Tech stack: Daisy UI, DuckDB, FastAPI, Jinja, Python, PyTorch, and TailwindCSS

Update:

Changed the image feature extraction model from the smaller model to the larger model for better image feature extraction.
Reduced image features dimensionality using PCA to speed up the search process and reduce memory usage.
Incorporated DuckDB to store the image features and the image paths to improve the search speed.
Enabled keyword search to find images based on image descriptions.

TL;DR: An image search engine powered by ResNet, allowing users to upload an image and instantly retrieve similar matches from its database, leveraging cosine similarity and PCA for efficient feature extraction and rapid search results.

Introduction

I present you an image search engine capable of extracting image featues with the pre-trained neural network model and retrieving similar images from a dataset of memes.

The UI is made using Jinja2 templates for simplicity and TailwindCSS for quick styling. The backend uses FastAPI as it’s lightweight and easy to use. As for the deep learning framework, I chose PyTorch because its API is easy to use and well-written documentation. Most importantly, many pre-trained models are also installed with it. For the backend database, I chose DuckDB because of its speed and plugins support.

How It Works?

Reverse Image Search

The image search engine allows users to find images in the database using a single image. Once the query image is uploaded, the system would preprocess the image and extract its features with a modified ResNet model and represent them in a $2048$ -dimensional vector.

Finally, the distance between the query image’s feature vector and the feature vectors of all images in the database is calculated using cosine similarity. The distance is represented in a range of $0$ to $1$ , with $0$ indicating not identical and $1$ indicating identical.

Keyword Search

Every image that gets uploaded to the search engine will be assigned a description using a multi-modal language model before being stored in the database. This allows users to search for images based on their descriptions.

When users input keywords into the search bar, the search engine will turn the keywords into an embedding vector and compare it with the embedding vectors of the image descriptions in the database. The closer the distance between the keyword embedding vector and the image description embedding vector, the more relevant the image is.

Improvements

Accurate Feature Extractions

I decided to use ResNet50 since it’s capable to capturing more complex features in the images compared to ResNet18. However, it requires more memory and computational power. On the other hand, the search engine will be able to provide more accurate results.

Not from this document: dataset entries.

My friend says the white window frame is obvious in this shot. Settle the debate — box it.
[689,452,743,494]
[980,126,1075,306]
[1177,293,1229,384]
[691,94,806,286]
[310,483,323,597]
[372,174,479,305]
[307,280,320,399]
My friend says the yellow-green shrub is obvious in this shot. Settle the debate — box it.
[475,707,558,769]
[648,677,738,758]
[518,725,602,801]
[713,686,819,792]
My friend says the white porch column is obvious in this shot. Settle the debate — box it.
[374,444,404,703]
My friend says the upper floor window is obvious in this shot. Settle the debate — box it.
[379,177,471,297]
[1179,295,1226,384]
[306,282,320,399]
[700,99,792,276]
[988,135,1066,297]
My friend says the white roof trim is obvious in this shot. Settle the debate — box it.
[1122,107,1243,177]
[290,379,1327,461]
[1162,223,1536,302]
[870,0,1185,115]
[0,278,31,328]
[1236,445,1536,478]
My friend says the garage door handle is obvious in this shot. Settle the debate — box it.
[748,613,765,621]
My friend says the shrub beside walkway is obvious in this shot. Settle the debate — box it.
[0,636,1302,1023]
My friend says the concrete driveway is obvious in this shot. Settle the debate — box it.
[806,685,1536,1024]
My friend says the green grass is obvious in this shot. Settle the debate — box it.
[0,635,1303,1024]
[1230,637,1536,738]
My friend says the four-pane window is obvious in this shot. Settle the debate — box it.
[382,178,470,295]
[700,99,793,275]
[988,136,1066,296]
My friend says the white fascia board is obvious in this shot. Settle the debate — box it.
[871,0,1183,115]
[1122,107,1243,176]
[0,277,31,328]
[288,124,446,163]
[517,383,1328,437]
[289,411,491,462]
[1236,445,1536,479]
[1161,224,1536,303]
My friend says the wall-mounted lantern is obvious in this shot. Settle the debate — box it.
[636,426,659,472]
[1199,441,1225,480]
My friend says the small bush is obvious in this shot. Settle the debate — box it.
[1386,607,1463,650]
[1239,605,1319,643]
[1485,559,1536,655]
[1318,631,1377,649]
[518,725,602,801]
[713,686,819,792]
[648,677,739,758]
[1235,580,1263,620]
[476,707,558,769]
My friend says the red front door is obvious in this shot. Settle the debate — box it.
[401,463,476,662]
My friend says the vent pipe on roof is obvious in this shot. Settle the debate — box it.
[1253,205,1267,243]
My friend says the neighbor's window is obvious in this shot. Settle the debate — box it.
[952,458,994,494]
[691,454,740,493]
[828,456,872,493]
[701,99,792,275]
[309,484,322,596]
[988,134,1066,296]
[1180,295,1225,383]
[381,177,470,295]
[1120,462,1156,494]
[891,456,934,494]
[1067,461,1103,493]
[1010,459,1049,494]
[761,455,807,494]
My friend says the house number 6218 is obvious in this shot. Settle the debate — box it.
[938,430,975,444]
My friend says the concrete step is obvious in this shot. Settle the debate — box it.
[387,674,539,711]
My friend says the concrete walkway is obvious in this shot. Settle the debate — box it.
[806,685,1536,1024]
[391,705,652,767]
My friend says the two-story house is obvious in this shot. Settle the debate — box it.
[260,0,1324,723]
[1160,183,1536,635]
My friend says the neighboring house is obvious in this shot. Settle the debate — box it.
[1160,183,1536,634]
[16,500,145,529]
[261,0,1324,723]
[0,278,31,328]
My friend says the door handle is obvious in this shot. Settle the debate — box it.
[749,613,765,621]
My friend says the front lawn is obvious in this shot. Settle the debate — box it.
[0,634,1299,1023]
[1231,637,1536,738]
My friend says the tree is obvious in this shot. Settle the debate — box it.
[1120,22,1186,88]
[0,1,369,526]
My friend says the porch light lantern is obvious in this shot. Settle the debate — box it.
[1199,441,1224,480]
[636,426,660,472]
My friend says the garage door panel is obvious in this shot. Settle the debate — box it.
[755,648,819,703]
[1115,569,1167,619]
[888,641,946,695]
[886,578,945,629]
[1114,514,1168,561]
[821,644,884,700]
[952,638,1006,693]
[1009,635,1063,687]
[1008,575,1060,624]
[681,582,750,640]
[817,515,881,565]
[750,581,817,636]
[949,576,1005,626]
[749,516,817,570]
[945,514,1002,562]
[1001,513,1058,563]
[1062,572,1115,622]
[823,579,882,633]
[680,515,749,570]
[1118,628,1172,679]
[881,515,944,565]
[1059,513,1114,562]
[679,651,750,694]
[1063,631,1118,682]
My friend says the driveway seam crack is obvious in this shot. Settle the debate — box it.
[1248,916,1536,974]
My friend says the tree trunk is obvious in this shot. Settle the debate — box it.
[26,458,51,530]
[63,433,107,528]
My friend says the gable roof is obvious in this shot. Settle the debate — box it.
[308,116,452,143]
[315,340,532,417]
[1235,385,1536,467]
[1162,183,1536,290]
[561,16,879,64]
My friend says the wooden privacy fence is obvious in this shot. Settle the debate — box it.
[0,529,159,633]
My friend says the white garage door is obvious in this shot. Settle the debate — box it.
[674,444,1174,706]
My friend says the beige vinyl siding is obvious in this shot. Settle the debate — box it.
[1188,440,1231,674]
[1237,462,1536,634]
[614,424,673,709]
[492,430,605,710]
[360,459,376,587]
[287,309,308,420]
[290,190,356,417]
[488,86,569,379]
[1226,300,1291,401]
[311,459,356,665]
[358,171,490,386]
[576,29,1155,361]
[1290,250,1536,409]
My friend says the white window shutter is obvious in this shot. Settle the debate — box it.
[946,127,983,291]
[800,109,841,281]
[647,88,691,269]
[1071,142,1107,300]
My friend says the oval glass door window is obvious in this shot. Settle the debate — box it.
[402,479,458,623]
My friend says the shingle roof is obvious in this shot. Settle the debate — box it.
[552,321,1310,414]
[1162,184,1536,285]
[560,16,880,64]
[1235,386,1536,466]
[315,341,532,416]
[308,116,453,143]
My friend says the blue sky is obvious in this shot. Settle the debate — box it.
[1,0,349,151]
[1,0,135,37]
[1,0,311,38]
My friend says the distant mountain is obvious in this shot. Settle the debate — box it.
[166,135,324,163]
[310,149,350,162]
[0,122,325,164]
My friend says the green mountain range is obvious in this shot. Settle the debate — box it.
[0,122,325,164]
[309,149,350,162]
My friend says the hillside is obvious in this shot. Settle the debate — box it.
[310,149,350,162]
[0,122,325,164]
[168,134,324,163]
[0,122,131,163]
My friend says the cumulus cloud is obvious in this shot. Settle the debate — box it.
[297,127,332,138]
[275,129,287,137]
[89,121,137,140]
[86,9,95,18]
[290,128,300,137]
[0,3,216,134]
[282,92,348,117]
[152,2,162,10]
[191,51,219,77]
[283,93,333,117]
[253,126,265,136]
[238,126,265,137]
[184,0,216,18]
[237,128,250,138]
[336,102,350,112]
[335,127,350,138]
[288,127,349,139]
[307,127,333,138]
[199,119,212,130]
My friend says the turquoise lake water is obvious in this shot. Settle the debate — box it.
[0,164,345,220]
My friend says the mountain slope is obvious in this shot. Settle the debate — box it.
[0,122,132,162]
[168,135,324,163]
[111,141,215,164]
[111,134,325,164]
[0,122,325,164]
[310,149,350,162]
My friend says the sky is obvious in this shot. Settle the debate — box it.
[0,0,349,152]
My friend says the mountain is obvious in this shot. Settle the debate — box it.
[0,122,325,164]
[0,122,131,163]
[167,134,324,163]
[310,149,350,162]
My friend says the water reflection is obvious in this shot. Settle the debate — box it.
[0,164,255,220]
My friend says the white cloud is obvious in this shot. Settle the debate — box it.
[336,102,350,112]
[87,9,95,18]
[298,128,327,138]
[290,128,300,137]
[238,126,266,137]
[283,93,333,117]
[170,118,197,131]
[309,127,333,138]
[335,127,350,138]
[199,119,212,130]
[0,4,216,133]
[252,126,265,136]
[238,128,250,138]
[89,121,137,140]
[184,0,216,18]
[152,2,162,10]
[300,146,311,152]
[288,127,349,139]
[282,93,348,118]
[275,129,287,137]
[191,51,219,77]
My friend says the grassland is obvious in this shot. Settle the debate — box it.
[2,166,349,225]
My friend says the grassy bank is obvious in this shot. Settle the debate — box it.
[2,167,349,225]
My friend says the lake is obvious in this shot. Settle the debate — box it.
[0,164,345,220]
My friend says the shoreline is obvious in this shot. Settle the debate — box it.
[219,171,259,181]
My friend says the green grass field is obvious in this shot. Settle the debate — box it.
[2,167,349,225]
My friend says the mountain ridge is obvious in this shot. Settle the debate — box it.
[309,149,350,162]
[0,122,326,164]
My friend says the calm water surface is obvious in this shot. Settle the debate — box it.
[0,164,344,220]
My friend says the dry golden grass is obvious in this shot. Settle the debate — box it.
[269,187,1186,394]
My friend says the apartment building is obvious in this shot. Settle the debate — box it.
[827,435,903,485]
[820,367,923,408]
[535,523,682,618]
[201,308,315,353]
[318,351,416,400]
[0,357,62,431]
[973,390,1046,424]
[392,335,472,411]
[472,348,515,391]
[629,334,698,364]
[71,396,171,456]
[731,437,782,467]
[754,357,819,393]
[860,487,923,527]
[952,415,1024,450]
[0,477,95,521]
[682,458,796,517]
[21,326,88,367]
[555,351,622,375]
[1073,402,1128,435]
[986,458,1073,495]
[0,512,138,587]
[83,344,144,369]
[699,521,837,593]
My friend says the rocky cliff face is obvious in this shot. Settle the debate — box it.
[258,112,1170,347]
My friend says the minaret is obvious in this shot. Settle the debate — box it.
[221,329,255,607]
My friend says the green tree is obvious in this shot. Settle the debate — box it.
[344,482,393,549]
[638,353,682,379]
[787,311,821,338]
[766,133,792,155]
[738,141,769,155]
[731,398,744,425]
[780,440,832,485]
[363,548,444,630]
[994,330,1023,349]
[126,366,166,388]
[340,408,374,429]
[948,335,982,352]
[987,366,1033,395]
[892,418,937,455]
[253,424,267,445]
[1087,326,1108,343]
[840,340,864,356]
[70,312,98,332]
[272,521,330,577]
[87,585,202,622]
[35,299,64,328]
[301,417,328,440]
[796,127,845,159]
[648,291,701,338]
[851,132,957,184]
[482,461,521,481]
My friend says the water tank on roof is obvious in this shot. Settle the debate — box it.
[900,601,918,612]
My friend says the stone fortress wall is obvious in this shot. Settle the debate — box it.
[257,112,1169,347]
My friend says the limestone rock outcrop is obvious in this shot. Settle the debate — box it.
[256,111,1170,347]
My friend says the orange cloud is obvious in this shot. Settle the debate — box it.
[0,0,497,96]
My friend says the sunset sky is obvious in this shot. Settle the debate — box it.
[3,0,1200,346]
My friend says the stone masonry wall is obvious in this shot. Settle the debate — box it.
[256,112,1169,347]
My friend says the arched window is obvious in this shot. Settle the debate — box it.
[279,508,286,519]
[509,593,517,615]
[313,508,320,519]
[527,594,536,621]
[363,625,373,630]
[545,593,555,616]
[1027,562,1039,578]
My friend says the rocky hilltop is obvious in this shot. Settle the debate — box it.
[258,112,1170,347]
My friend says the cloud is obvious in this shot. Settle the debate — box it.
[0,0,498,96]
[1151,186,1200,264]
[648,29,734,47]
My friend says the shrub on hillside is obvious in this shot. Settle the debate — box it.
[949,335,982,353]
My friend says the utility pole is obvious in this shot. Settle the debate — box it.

The following figures show the similar images which distances are above $0.7$ from the query image with ResNet18.

With ResNet18 as the feature extraction model, the search engines is more likely to provide images that have the same feature composition as the query image even though they are completely different.

Similarly, the following figures show the similar images which distances are above $0.7$ from the query image with ResNet50.

With ResNet50, those query results appearing above are not shown because ResNet50 is capable of capturing more complex features in images. However, it requires more memory and computational power. On the other hand, the search engine will be able to provide more accurate results.

Dimentionality Reduction

With Principal Component Analysis (PCA), the dimensionality of the image features can reduced from $2048$ to $200$ . Consequently, the cosine similarity calculation is sped up and the memory usage is reduced.

With $200$ dimensions, they can explain $99\%$ of the variance in the original $2048$ dimensions, and the space required is reduced from $16440$ bytes to $2104$ bytes. That’s a $87.26\%$ of size reduction!

Database Integration

By transitioning from JSON to DuckDB and reducing vector dimensions, the search speed is improved significantly while using less RAM and storage. Storing image feature of $79$ images with a dimension of $1 \times 2048$ in DuckDb would require $2.1$ MB of space, and the time to search for similar images is $0.20620$ seconds.

While storing the image features of the same $79$ images with a dimension of $1 \times 200$ in DuckDB would require $0.27$ MB of space, and the time to search for similar images is $0.01016$ seconds.

Challenges

Memory usage: The image feature extraction model and a multi-modal model require a lot of memory and computational power.
Relevant result: Image keyword search sometimes provides irrelevant results due to the nature of a multi-modal language model and the descriptions its generates.

Future Work

Include SQLModel to manage the database schema and prevent SQL injections.
Reduce memory usage by using a smaller model for image feature extraction, but still maintain the accuracy of the search results.